#1
  1. Contributing User
    Devshed Newbie (0 - 499 posts)

    Join Date
    Jun 2003
    Posts
    180
    Rep Power
    11

    Merge arrays with almost similar elements


    I have a file looks like this:

    John,Song,William
    Mark,John,Mike,Tim,Micheal
    Issac,John,Sam Song,William
    John,Song,William,Harry
    :

    I would like to merge rows with 60% similar items to other rows so the output will be:

    Mark,John,Mike,Tim,Micheal
    Issac,John,Sam Song,William,Harry

    In this case row 1, 3 and 4 share similarity which is more than 60% and therefore they are merged.

    Thanks in advance,
    Regards,
    NMZ
  2. #2
  3. No Profile Picture
    Contributing User
    Devshed Novice (500 - 999 posts)

    Join Date
    Jun 2012
    Posts
    776
    Rep Power
    495
    You could create an array of hashes: one array element for each line in your file and in this array element a hash whose keys are the names in the line.

    Then, when you move down in the file, check if 60% of the names are found in any of the hashes.

    If the file is not too long, it should be OK.

    You may want to keep also a single hash of arrays, with the keys being the names and the values a list of the line numbers where such names appear. This not necessary, but it may help reduce the number of searches in the first data structure (depending on how redundant your data is, this could speed up, or not, the whole process).

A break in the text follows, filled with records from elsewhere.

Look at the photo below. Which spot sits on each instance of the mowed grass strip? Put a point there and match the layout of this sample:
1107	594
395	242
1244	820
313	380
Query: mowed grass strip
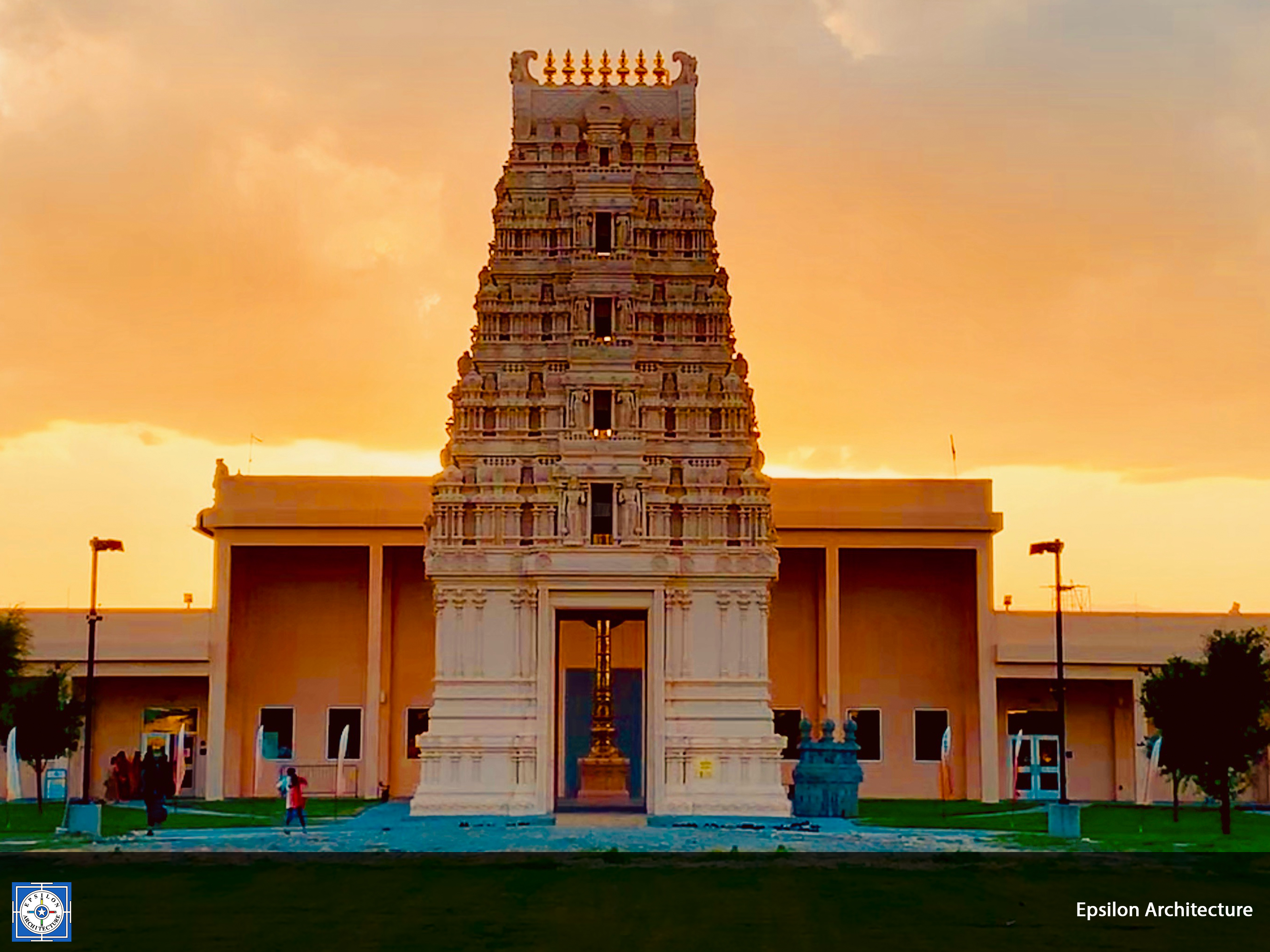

    The difficulty I can see in any case is to reorganize your data when you decide to merge two lines. Actually, the same lines, but a different order, might give you different output.
  4. #3
  5. Contributing User
    Devshed Newbie (0 - 499 posts)

    Join Date
    Jun 2003
    Posts
    180
    Rep Power
    11
    Thank you so much Laurent. I appreciate your advise.
    Would it be possible to show me some codes? I am not really good in perl.
  6. #4
  7. No Profile Picture
    Contributing User
    Devshed Novice (500 - 999 posts)

    Join Date
    Jun 2012
    Posts
    776
    Rep Power
    495
    OK, I gave a quick try, although you don't really give enough information on what to do with the matching lines. So I'm really giving just the algorithmic skeleton doing the most complicated part, you'll have to add some more things. For the time being, the script only prints the matching lines to the screen, but does not merge the names, because I don't know if you want to merge the lines as you go (as soon as you find a match) or only at the end. Depending on how you do it, it will change the behavior of the script, because if you had names to existing lines, this changes the 60% matching pattern (for example, some lines which would match the unchanged first line will no longer match the changed first line, et, reciprocally, some other lines which would not match the untouched first line would match the modified first line ).

    Perl Code:
    use strict;
    use warnings;
     
    my @stored_lines;
    my $stored_line_count = 0;
     
    while (<DATA>) {
    	chomp;
    	s/\s//g; # removing spaces, just in case
    	my @names = split /,/, $_ ;
    	my $limit = 0.6 * @names; # the 60% limit
    	my $found = 0;
    	foreach my $line_ref (@stored_lines) {
    		my $count = 0;
    		foreach my $current_name (@names) {
    			$count++ if defined $$line_ref{$current_name};
    		}
    		if ($count >= $limit) {
    			$found = 1;
    			# do something to merge the lines (not enough information provided). So far, we only print
    			print "We've found a 60% match: @names on line $.", "\n";
    			my $output = join " ", keys %$line_ref;
    			print "and : $output",  "\n";
    			last;
    		}
    	}
    	unless ($found) {
    		# we haven't found a matching line, we need to store the names in the AoH
    		# may be we also want to store the names if we found the line, this has to be decided.
    		#In this case, simply remove the condition on $found
    		foreach my $current_name (@names) {
    			$stored_lines[$stored_line_count]{$current_name} = 1;
    		}
    		$stored_line_count ++;
    	}
    }
     
    __DATA__
    John,Song,William
    Mark,John,Mike,Tim,Micheal
    Issac,John,Sam, Song,William
    John,Song,William,Harry


    The program uses the data at the end of the script (after the __DATA__ tag. You'll have to change it to read from a file.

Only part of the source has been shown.